Darcy was the second surviving son of Hon. John Darcy, MP, and his wife Bridget Sutton, daughter of Robert Sutton, 1st Baron Lexington. He was the younger brother of Robert Darcy, 3rd Earl of Holderness. He was probably educated at Eton College in 1698 and matriculated fellow-commoner from King's College, Cambridge in 1703. He joined the army and was cornet and major in the 1st Life Guards from 1706 to 1715.

Career
Darcy was returned as Member of Parliament for Yorkshire at a by-election on 3 December 1707,  but was defeated at the 1708 general election. He refused to stand at the 1710 general election. In 1710 he became gentleman of horse and in 1711, avener and clerk martial. From 1712 to 1714, he was one of the commissioners for the office of Master of the Horse.
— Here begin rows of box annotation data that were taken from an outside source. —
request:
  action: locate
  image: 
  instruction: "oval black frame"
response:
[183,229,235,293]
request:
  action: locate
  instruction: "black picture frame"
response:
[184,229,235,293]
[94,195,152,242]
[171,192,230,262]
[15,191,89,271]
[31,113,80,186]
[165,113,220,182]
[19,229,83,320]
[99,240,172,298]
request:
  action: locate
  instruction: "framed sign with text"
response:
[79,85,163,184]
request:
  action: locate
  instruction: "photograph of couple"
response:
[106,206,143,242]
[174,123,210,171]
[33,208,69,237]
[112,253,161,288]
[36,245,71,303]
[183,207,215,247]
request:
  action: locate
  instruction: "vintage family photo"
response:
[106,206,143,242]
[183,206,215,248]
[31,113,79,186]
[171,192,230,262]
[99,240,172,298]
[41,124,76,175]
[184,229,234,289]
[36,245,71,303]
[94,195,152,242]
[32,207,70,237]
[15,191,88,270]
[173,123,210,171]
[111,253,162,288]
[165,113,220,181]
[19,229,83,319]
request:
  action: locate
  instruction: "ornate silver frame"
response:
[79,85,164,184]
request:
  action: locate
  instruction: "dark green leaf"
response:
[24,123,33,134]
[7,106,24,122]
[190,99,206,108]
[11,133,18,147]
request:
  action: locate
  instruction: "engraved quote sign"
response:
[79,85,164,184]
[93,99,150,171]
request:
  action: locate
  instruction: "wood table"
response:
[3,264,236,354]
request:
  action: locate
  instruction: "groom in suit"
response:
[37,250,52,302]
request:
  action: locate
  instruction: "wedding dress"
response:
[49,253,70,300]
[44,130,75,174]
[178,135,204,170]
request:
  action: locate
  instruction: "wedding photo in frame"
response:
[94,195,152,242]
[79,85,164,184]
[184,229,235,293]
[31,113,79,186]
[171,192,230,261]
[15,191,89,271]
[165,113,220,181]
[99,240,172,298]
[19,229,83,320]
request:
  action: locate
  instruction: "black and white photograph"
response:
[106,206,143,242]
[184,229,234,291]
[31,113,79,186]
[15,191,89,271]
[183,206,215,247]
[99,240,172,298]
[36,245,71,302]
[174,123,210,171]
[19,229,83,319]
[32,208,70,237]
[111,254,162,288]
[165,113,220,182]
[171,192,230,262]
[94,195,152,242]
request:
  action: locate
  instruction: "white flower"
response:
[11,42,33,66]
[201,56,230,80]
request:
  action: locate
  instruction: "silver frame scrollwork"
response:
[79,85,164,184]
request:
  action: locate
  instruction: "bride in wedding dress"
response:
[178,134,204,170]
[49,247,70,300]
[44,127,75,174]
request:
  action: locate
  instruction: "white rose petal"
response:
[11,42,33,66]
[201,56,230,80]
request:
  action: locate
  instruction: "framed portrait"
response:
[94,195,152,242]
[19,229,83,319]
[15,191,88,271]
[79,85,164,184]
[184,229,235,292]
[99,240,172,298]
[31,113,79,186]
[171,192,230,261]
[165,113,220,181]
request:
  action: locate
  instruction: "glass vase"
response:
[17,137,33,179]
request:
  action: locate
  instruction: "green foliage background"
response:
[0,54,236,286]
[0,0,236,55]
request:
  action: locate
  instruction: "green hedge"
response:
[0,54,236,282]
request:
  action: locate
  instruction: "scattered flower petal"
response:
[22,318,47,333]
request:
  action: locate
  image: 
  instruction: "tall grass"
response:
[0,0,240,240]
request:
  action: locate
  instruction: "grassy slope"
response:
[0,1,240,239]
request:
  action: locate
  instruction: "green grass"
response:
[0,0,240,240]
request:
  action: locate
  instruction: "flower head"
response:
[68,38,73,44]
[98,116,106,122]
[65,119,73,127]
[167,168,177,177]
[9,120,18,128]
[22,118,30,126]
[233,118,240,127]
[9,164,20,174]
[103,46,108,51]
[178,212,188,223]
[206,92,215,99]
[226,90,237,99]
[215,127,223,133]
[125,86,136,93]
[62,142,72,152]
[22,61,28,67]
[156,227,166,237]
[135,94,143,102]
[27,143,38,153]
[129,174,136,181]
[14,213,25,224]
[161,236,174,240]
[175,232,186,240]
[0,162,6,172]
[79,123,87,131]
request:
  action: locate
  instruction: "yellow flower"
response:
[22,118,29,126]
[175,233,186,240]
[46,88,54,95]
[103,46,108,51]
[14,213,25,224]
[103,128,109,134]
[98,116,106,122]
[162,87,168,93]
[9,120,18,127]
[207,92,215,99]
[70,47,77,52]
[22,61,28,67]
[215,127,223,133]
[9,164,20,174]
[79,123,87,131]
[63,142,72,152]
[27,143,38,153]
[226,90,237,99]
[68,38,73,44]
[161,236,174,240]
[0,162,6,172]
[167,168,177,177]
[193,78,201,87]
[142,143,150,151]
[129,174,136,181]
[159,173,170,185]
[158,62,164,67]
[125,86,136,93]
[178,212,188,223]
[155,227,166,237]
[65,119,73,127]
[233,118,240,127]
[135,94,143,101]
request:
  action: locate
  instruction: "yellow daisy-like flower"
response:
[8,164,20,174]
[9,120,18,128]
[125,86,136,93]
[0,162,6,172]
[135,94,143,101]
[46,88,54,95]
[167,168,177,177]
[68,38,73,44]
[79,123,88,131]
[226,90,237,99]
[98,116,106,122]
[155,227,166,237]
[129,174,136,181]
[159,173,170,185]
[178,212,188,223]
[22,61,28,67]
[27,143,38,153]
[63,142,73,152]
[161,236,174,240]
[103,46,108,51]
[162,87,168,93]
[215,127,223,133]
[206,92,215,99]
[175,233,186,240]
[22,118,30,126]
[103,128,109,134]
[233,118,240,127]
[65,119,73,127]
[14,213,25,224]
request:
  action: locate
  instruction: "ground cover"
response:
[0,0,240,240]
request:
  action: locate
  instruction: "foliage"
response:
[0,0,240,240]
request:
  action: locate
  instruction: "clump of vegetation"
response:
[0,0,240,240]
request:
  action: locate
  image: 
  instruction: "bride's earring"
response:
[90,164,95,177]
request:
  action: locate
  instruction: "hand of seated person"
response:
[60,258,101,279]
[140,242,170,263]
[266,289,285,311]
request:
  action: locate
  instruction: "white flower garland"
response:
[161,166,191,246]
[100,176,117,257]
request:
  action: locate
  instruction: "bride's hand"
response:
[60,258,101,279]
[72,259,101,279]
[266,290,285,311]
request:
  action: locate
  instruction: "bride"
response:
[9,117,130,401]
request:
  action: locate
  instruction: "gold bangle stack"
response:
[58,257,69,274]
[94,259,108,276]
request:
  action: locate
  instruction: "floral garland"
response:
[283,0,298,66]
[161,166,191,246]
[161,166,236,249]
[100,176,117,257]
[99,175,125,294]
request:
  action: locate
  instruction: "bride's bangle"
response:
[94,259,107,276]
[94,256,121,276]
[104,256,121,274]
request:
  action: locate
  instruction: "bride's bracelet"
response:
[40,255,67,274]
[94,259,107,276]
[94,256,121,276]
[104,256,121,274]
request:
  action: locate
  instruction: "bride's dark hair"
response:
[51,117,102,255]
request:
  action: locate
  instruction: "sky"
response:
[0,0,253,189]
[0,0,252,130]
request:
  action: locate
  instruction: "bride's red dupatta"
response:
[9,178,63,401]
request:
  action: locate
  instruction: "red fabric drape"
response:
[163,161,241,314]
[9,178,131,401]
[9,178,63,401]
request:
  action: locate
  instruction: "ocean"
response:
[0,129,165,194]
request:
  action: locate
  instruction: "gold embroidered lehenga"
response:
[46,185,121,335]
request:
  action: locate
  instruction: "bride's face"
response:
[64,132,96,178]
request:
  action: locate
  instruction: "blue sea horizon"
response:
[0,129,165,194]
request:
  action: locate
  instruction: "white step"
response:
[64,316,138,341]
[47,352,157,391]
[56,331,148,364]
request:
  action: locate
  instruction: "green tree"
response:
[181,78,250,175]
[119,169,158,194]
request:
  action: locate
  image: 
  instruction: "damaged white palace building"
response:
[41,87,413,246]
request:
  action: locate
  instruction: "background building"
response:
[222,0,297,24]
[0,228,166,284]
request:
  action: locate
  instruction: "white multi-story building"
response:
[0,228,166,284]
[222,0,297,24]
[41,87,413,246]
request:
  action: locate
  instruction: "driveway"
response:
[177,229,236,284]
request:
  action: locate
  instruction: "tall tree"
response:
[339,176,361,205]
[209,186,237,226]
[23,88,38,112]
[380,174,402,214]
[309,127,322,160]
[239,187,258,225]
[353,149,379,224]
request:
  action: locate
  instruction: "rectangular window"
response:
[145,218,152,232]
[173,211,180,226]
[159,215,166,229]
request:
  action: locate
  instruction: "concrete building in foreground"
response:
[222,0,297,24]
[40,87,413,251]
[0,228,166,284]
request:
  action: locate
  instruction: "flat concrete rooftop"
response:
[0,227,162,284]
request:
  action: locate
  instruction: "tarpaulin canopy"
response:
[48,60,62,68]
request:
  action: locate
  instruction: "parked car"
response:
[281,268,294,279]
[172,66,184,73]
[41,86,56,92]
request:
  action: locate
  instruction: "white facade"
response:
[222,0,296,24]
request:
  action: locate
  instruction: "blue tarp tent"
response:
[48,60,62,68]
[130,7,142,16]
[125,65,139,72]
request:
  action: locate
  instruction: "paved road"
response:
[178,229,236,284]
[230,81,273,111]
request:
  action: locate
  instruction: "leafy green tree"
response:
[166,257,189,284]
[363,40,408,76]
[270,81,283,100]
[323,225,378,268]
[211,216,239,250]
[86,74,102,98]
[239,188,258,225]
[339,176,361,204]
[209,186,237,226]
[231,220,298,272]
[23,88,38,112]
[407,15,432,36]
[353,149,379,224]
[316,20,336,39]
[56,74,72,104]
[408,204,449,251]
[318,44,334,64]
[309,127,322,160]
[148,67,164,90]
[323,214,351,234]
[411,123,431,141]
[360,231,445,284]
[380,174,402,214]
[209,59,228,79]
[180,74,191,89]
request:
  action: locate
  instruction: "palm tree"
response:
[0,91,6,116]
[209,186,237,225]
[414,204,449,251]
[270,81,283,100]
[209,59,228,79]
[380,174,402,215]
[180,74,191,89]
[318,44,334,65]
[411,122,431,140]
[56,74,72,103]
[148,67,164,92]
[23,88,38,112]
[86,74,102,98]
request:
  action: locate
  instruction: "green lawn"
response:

At the 1715 general election, Darcy was returned as Member of Parliament for Newark. He was appointed commissioner for the office of Master of the Horse again in 1715. He went into opposition with Walpole in 1717, and voted against the Government on several occasions, so he lost all his official posts. When the WHigs subsequently came together again, he was appointed Master of the Household in 1720. At the 1722 general election he was returned at Boroughbridge  and at Richmond and chose to sit at Richmond. In 1725, he was invested  as a Founder Knight Commander of the Order of the Bath. In 1727, he was appointed Lord Lieutenant of the North Riding of Yorkshire holding the post until 1740. He was initially defeated at the poll at the 1727 general election, but was seated on petition on 14 March 1728. He was promoted to the post of Comptroller of the Household and was sworn a Privy Counsellor in 1730.  He was returned for Richmond again at the general elections of 1734 and 1741. At the 1747 he was returned again for Yorkshire and Richmond and this time chose to sit for Yorkshire. He was re-elected for Yorkshire in the 1754 general election.

Family and legacy
Darcy married Mary Lady Capell, widow of Algernon Capell, 2nd Earl of Essex and daughter of Hans William Bentinck, 1st Earl of Portland in August 1714. He bought Aske Hall near Richmond, North Yorkshire in 1722 and extensively remodelled it. His wife died on 20 August 1726 and on 12 September 1728 he married Elizabeth, twice widowed daughter of John Rotherham of Much Waltham, Essex. Her former husbands were Sir Theophilus Napier, 5th Baronet, of Luton Hoo, Bedfordshire, and Thomas Howard, 6th Lord Howard of Effingham). He was a founding governor of the Foundling Hospital in London, a charity set up to care for foundlings (abandoned children). 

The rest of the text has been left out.